Gundlach Compares Recent Buy-the-Dip Mentality to Subprime Crisis

(Bloomberg) Jeffrey Gundlach is worried that investors are getting suckered into buying the dip in stocks, high-yield bonds and leveraged loans.

In his annual “Just Markets” webcast on Tuesday, DoubleLine Capital’s chief investment officer sounded off on a range of topics, including Bitcoin, Federal Reserve Chairman Jerome Powell’s “pivot,” the growth of the U.S. national debt, and the problem of underfunded state and local government pension plans. But it was the “BTFD” 1 mentality that’s lasted for so long in risky corners of the financial market that had him drawing comparisons to the subprime mortgage crisis. He explained his chief cause for concern:

“People were panicking in the later part of December. They were panicking, actually, but the flow data shows they were panicking into stocks, not out of stocks. People have been so programmed, and feel so frustrated by selling when we get dips, that this time they weren’t going to be fooled. This time, they were going to buy the dip. I worry about that, though, because it reminds me a little bit about how the credit crisis developed in 2007 and 2008.”

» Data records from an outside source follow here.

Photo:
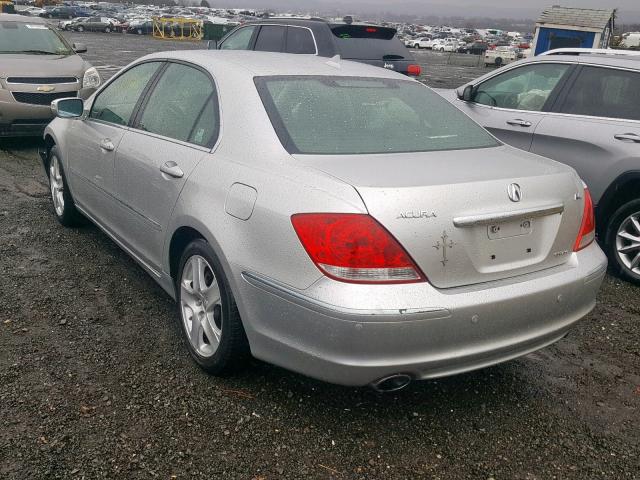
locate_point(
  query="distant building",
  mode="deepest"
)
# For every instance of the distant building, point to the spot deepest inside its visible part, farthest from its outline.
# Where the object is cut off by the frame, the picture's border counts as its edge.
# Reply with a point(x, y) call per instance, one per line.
point(563, 27)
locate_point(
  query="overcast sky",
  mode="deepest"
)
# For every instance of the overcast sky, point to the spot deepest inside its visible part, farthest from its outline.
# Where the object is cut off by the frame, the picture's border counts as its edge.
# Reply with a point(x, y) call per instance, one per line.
point(629, 10)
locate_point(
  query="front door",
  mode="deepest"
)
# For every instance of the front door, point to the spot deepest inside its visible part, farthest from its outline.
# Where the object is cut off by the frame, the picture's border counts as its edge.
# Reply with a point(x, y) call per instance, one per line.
point(175, 130)
point(93, 141)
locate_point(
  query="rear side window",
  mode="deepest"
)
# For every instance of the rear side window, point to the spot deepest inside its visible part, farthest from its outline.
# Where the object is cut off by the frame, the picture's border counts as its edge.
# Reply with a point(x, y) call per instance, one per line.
point(353, 115)
point(239, 40)
point(270, 38)
point(605, 92)
point(364, 42)
point(300, 40)
point(115, 103)
point(182, 106)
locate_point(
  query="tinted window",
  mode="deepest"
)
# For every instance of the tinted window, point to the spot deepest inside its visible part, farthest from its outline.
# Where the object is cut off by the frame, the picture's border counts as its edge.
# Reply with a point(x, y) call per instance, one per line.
point(524, 88)
point(181, 106)
point(116, 102)
point(300, 40)
point(346, 115)
point(605, 92)
point(364, 42)
point(239, 40)
point(270, 38)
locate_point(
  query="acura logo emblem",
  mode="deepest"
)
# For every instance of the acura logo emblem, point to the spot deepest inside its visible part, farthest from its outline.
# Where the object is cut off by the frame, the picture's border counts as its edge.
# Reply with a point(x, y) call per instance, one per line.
point(515, 194)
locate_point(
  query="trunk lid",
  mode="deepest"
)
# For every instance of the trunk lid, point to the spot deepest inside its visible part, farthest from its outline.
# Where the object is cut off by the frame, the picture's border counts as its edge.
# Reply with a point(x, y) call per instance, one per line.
point(452, 211)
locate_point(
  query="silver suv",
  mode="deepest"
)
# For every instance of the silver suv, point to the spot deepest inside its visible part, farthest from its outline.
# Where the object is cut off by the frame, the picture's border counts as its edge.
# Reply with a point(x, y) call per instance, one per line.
point(580, 107)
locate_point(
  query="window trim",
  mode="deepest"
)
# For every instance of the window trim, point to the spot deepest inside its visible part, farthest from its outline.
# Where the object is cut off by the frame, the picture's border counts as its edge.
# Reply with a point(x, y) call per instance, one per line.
point(555, 94)
point(562, 100)
point(313, 37)
point(136, 107)
point(215, 98)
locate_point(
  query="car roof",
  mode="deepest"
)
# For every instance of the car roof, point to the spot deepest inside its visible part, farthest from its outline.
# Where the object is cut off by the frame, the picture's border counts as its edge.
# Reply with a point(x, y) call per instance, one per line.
point(628, 61)
point(246, 62)
point(9, 17)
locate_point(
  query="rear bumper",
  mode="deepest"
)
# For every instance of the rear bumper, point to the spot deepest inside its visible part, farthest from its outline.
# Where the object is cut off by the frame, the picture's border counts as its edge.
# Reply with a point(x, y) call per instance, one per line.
point(356, 334)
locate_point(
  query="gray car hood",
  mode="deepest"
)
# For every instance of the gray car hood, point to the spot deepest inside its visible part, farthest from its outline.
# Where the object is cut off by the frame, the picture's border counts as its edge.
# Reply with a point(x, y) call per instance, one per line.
point(26, 65)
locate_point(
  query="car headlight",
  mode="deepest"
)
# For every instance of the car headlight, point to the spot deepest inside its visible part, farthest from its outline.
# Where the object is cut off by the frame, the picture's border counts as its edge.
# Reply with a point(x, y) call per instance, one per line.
point(91, 78)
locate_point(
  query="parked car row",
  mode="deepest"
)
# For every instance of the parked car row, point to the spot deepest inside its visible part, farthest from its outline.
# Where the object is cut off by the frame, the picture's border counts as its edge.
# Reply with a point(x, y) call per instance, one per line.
point(411, 243)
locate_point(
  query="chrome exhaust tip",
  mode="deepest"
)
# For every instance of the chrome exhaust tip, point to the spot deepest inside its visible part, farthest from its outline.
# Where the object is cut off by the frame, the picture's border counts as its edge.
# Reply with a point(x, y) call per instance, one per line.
point(392, 383)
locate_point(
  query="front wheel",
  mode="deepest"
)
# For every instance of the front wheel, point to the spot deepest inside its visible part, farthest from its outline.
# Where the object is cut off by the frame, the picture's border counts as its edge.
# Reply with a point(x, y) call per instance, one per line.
point(209, 317)
point(63, 204)
point(622, 241)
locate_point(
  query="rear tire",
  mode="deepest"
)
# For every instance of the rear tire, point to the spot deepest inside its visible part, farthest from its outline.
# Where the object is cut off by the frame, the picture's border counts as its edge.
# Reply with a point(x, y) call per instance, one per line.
point(206, 308)
point(623, 227)
point(63, 204)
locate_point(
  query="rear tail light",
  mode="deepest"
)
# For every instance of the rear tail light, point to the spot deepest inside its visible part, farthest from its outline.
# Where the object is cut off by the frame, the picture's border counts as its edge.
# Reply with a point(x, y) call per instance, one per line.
point(414, 70)
point(587, 232)
point(354, 248)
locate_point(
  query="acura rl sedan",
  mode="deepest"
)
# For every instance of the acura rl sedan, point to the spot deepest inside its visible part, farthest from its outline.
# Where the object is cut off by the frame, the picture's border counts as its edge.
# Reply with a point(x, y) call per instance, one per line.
point(334, 218)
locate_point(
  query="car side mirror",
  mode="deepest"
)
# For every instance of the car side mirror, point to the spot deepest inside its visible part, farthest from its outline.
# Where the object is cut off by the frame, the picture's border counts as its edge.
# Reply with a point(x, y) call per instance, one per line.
point(68, 107)
point(467, 93)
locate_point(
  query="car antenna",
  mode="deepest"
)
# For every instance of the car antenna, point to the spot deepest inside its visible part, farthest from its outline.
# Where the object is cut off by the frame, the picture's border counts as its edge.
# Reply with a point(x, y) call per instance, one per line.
point(334, 61)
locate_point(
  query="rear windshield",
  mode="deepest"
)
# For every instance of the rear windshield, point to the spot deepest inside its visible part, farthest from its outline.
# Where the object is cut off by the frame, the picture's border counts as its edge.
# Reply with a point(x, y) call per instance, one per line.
point(365, 42)
point(353, 115)
point(31, 38)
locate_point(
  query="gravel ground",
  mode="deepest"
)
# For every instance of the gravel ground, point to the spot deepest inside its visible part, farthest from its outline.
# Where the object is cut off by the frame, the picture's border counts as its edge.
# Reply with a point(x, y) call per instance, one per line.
point(97, 384)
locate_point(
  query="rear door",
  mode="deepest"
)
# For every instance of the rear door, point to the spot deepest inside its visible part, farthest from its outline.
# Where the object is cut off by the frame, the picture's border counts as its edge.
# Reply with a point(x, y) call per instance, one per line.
point(511, 104)
point(595, 127)
point(177, 127)
point(373, 45)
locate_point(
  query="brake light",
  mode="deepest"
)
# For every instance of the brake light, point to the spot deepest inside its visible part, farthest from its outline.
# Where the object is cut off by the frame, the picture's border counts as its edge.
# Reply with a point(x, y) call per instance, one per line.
point(354, 248)
point(587, 232)
point(414, 70)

He’s right. A quick look at fund flow data for the iShares Core S&P 500 exchange-traded fund (ticker IVV) and the SPDR S&P 500 ETF (ticker SPY) tells the story. The iShares fund avoided outflows from Dec. 11 through the end of last week, even as stocks fluctuated wildly, data compiled by Bloomberg show. The SPDR fund drew the most money since February on Dec. 21, the day it tumbled 2.62 percent, part of the fund’s longest losing streak since January 2008.

What Panic?

The iShares S&P 500 fund drew inflows in late December when stock prices tumbled

Whoever did that is “feeling good today,” Gundlach said. But he offered a reminder of what happened to investors more than a decade ago who snapped up subprime mortgages at what they thought were low prices.

“The people who bought the dip, they didn’t sell, they hung on, and the market started to crack again. And we have that waterfall that ended up happening. The people who bought the dip ended up getting scared and turned from buyers into sellers. There’s potential for that here.”

It’s not just the U.S. stock market that’s witnessing this, either. Junk bonds have come roaring back, with the Bloomberg Barclays U.S. Corporate High Yield Bond Index already returning 2.5 percent so far in 2019. The average price of leveraged loans, as measured by the S&P/LSTA Leveraged Loan Index, is up to 96 cents, compared with 93.8 cents at the end of 2018. Investors should use this recent strength in junk bonds “as a gift, and get out of them,” Gundlach said.

“Investors bought bank loans and high yield, I can understand why you buy the dip, I get it, buying the dip certainly worked back in 2016 and if you missed that, you feel bad about it. But like I said about subprime back in 2007, the first people, they buy the dip, they’ve never done that before, but they’ve been trained now to do it after continued frustration for not doing so, and then when prices head lower, suddenly those buyers turn into sellers, and with all the supply that’s coming, it’s a really interesting issue who’s going to buy it.”

All of this is to say Gundlach doesn’t seem to be a fan of risky investments at these prices. By his thinking, capital preservation is key because markets may be approaching the point at which some of these dips are going to end up being much more than just that. Though he wouldn’t necessarily load up on long-term U.S. Treasuries, either — that rally might be over, after a nice rebound to end 2018, he said.

New Year's Bounce

Leveraged loan prices have soared to start 2019. So have high-yield bond returns.

Dismiss his gloomy outlook if you wish, but, as Bloomberg News’s John Gittelsohn noted ahead of the webcast, a lot of what Gundlach predicted in 2018 came true. He called for U.S. equities to rise early in 2018 but then eventually reverse and leave the market down for the year. He nailed the direction of stocks better than some of his equity counterparts.

If you’re an active fund manager, it’s hard not to sympathize with his view on buying the dip. It has been so prevalent, for so long, that it seemed almost inevitable that the late 2018 drop wouldn’t last. The wave of cash coming into passive ETFs tracking the S&P 500, even as the market tumbled, says it all. 

No one is perfect when it comes to predictions, but Gundlach’s 2018 calls were largely spot on. If that happens again in 2019, investors had better buckle up for some turbulent times.